Attrice e commediante nata, riusciva sempre a far ridere a crepapelle tutta la famiglia quando “faceva il suo numero”, di solito il venerdì sera dopo cena. Aveva anche un talento artistico, non comprava mai cartoline d’auguri, ma se le costruiva da sola, e io le ho gelosamente custodite in un cassetto per oltre vent’anni. Era la bambina che sorrideva sempre quando andavo a darle da mangiare o a consolarla durante la notte. Consideravo la nostra una relazione “speciale”. Non era quella della più vecchia e nemmeno quella della più giovane. Era semplicemente un naturale, profondo legame fra di noi.
Sono passati due mesi. Il bambino acquista peso ed è adorabile. Lo prendo in braccio e lui sistema la sua testina sulle mie spalle. Accarezzo i suoi capelli di seta e respiro il suo odore fresco di bambino.

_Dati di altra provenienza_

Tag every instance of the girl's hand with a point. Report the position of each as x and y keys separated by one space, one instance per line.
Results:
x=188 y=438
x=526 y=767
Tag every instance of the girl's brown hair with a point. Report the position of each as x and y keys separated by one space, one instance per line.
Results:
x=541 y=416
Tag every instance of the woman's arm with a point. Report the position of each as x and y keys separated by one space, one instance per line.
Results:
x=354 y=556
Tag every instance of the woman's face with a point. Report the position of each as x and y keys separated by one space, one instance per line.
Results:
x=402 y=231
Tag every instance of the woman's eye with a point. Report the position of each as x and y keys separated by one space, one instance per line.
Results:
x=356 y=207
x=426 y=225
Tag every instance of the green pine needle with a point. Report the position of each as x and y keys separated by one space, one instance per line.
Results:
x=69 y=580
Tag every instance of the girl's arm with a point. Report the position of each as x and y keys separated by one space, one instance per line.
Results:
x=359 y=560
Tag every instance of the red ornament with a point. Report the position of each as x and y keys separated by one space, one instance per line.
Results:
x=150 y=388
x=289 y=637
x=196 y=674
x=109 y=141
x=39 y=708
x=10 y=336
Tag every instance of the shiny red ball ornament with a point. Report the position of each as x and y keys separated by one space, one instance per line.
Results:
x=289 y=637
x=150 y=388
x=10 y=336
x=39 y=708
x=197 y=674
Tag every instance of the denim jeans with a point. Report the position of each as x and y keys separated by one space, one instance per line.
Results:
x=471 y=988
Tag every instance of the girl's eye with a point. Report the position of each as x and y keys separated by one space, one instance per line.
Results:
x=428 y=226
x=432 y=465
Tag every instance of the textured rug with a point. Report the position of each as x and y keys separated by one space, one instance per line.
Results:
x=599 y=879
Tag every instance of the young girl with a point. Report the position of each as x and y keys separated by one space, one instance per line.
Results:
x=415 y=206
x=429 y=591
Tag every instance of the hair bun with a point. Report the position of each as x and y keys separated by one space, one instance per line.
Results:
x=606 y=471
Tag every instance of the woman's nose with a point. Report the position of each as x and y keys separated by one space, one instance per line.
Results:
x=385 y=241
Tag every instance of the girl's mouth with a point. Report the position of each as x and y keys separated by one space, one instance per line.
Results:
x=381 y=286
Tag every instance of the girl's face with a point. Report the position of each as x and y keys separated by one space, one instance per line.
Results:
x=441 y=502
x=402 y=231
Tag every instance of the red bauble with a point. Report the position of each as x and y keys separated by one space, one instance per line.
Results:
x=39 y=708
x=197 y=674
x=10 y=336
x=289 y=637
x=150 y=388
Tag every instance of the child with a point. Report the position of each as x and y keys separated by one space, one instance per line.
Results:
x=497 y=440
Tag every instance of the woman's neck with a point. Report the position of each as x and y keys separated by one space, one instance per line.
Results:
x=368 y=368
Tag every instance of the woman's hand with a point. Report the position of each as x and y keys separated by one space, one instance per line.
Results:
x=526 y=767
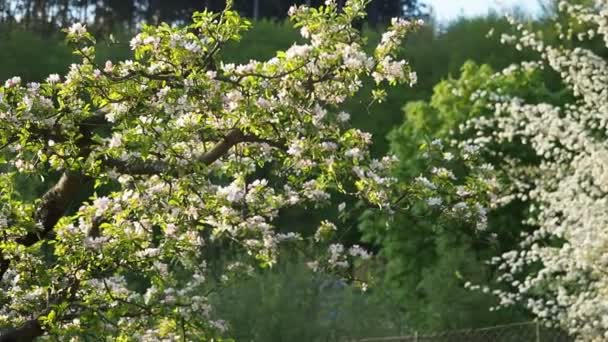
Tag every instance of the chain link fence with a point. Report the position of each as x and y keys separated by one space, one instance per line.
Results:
x=518 y=332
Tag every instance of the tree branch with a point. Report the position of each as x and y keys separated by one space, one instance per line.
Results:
x=25 y=333
x=234 y=137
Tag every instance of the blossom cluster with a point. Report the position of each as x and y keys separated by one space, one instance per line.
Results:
x=559 y=271
x=184 y=155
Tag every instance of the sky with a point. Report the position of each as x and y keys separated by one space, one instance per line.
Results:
x=446 y=10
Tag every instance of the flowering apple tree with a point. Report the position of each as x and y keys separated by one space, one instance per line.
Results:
x=560 y=271
x=181 y=155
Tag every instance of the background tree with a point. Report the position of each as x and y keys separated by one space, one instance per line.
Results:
x=169 y=147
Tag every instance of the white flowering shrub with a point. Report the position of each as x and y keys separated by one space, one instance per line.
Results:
x=560 y=270
x=170 y=147
x=186 y=163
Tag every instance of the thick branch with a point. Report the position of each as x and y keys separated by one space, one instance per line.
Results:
x=54 y=205
x=25 y=333
x=233 y=138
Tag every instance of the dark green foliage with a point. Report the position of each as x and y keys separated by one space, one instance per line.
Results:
x=107 y=15
x=425 y=263
x=290 y=303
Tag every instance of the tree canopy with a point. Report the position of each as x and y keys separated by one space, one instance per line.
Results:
x=165 y=174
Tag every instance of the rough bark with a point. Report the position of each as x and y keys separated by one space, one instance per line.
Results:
x=28 y=332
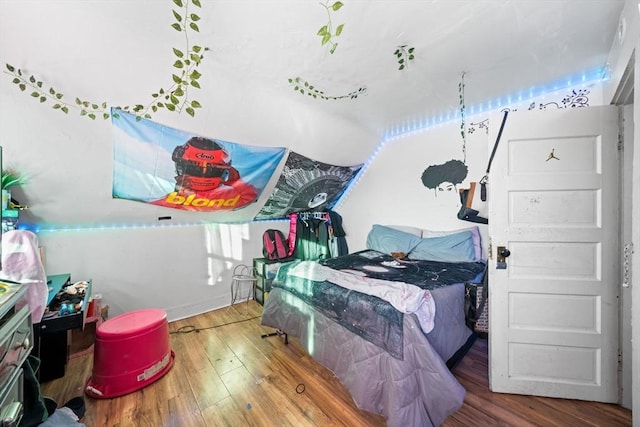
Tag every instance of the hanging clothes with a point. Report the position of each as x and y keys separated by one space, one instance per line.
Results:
x=316 y=236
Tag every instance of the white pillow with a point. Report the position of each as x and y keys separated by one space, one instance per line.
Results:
x=475 y=231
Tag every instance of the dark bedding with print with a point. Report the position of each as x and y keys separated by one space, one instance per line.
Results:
x=425 y=274
x=383 y=357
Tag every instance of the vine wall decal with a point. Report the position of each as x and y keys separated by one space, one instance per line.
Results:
x=175 y=98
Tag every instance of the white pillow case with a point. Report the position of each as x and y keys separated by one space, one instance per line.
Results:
x=475 y=231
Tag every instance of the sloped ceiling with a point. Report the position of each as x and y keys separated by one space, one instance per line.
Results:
x=504 y=47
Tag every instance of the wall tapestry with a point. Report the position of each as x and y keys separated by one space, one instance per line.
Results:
x=307 y=185
x=168 y=167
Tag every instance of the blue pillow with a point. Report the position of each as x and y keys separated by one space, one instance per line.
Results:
x=457 y=247
x=386 y=240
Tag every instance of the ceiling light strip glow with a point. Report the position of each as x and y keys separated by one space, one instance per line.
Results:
x=419 y=125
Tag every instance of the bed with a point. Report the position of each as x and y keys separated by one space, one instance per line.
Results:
x=390 y=327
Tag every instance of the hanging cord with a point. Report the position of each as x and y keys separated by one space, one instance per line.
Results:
x=190 y=328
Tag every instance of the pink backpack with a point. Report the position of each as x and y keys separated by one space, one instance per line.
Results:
x=274 y=244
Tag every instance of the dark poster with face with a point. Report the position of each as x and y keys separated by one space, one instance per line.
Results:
x=307 y=185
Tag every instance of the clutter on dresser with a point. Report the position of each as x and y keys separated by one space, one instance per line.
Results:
x=68 y=300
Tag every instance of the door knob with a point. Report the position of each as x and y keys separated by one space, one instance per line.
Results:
x=503 y=252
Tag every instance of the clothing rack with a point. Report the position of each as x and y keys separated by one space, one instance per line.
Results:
x=313 y=215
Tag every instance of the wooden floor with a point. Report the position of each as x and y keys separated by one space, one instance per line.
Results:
x=225 y=374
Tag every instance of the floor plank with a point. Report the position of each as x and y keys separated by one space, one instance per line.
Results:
x=225 y=374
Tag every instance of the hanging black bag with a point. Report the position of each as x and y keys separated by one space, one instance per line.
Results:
x=474 y=199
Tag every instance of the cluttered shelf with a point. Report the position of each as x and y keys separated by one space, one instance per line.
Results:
x=70 y=308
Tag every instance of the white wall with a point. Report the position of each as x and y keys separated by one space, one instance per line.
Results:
x=625 y=53
x=391 y=191
x=73 y=46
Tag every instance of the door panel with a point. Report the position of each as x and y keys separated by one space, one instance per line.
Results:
x=553 y=203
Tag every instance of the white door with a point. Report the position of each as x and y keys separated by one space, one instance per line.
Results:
x=553 y=203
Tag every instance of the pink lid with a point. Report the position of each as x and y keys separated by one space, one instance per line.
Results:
x=132 y=323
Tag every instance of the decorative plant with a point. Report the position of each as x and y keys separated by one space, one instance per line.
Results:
x=174 y=98
x=404 y=55
x=11 y=178
x=304 y=87
x=463 y=124
x=326 y=31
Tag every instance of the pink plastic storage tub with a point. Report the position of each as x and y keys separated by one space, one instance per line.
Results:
x=131 y=351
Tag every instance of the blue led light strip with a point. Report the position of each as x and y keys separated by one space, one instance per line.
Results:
x=404 y=129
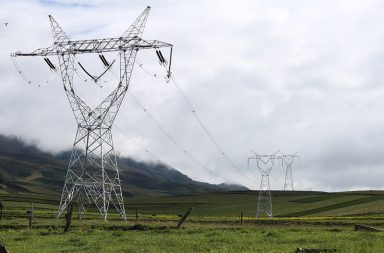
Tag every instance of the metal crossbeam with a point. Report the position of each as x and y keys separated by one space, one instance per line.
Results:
x=93 y=174
x=96 y=46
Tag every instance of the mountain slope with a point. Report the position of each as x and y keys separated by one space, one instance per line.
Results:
x=25 y=168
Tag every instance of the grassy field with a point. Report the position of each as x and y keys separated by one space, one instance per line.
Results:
x=301 y=219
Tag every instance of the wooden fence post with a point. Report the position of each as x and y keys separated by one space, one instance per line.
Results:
x=68 y=218
x=184 y=218
x=1 y=209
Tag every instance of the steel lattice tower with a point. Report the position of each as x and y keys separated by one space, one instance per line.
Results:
x=264 y=164
x=93 y=174
x=289 y=160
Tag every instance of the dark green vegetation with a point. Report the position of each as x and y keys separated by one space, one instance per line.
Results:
x=326 y=221
x=301 y=219
x=24 y=168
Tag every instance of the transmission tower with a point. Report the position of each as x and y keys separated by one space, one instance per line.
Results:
x=289 y=160
x=265 y=164
x=93 y=174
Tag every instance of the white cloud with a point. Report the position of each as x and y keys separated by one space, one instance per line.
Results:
x=300 y=76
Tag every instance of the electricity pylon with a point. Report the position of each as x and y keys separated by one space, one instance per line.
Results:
x=93 y=174
x=265 y=164
x=289 y=160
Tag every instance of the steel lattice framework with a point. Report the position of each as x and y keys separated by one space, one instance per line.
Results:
x=289 y=160
x=93 y=174
x=265 y=164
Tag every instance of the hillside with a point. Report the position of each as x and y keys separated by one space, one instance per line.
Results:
x=25 y=168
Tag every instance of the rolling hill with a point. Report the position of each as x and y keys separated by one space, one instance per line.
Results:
x=25 y=168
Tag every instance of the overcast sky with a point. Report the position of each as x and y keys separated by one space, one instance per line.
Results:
x=299 y=76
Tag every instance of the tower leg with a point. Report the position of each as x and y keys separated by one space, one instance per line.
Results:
x=264 y=203
x=93 y=174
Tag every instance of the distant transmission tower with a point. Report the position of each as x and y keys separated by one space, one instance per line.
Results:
x=265 y=164
x=93 y=174
x=289 y=160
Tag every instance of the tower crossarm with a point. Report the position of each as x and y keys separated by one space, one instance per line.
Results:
x=95 y=46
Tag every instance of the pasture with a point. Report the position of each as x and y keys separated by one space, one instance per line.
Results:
x=301 y=219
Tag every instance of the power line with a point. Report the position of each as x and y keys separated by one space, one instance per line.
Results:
x=203 y=126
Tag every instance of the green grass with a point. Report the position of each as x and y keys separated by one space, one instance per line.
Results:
x=323 y=220
x=160 y=237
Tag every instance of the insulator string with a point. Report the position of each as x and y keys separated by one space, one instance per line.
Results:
x=28 y=80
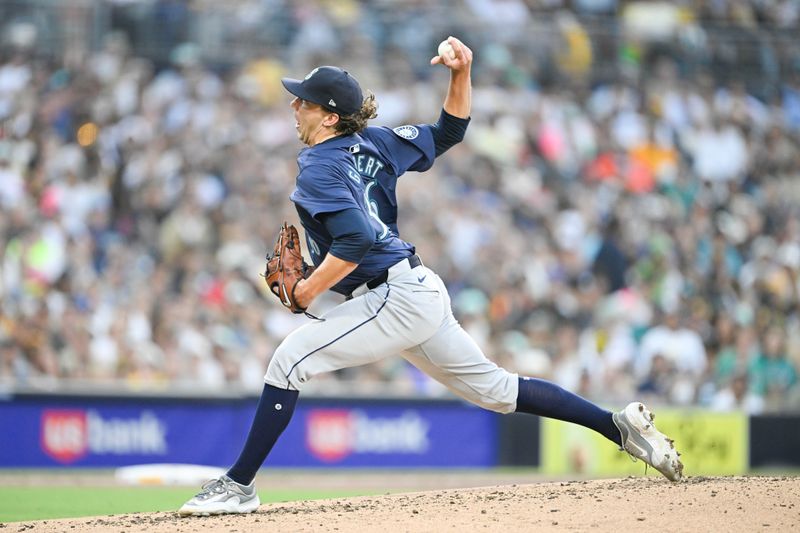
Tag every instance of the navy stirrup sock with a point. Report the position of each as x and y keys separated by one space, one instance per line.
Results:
x=543 y=398
x=273 y=413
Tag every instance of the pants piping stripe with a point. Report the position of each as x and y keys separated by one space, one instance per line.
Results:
x=343 y=335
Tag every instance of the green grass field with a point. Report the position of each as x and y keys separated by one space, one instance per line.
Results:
x=40 y=503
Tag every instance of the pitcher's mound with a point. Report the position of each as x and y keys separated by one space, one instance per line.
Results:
x=634 y=504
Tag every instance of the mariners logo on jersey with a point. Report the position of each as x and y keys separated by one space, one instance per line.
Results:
x=407 y=132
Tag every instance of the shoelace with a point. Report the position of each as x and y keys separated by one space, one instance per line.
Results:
x=212 y=486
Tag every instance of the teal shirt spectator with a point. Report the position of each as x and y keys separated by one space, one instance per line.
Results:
x=771 y=372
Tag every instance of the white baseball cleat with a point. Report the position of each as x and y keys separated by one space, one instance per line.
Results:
x=222 y=496
x=642 y=440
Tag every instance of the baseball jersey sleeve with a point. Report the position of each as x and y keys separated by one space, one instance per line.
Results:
x=322 y=189
x=405 y=147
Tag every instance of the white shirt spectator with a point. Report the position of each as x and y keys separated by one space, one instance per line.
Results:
x=682 y=347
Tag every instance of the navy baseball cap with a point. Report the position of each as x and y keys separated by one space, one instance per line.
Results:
x=331 y=87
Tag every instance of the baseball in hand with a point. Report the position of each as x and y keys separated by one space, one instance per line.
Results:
x=446 y=50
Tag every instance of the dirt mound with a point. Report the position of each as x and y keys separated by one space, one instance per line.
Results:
x=653 y=504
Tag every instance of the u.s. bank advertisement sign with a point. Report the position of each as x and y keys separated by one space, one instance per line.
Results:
x=91 y=432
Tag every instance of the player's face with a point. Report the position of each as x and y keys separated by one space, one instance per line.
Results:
x=309 y=118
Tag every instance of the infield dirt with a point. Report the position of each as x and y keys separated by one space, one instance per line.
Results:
x=700 y=504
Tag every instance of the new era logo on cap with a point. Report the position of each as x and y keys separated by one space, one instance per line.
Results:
x=330 y=87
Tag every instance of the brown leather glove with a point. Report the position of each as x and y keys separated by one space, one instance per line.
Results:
x=286 y=267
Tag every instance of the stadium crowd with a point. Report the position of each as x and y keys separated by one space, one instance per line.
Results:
x=625 y=222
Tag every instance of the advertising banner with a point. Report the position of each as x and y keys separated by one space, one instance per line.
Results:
x=92 y=432
x=710 y=444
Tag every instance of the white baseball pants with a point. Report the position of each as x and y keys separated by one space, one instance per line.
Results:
x=409 y=315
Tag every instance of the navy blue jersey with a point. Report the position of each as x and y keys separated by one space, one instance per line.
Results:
x=383 y=155
x=329 y=181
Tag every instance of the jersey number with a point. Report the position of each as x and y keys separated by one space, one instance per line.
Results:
x=372 y=207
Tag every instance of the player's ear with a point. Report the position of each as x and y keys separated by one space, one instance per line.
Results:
x=331 y=120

Ma nello stesso tempo temiamo, nel nostro cuore, che un’invisible barriera, un muro di dolore ci impedisca di accettare veramente nostro nipote, che senza esserne il diretto responsabile è destinato ad essere diverso dal resto della sua famiglia e distante dal suo popolo. La vita andrà avanti, e noi saremo costretti ad adattarci a questo nuovo e sconfortevole status quo. Siamo tristi per quello che è successo alla nostra famiglia e al nostro popolo, e profondamente amareggiati perché il nostro rapporto con la nostra cara bambina è irrevocabilmente cambiato.

La scrittrice preferisce rimanere anonima ed usare uno pseudonimo.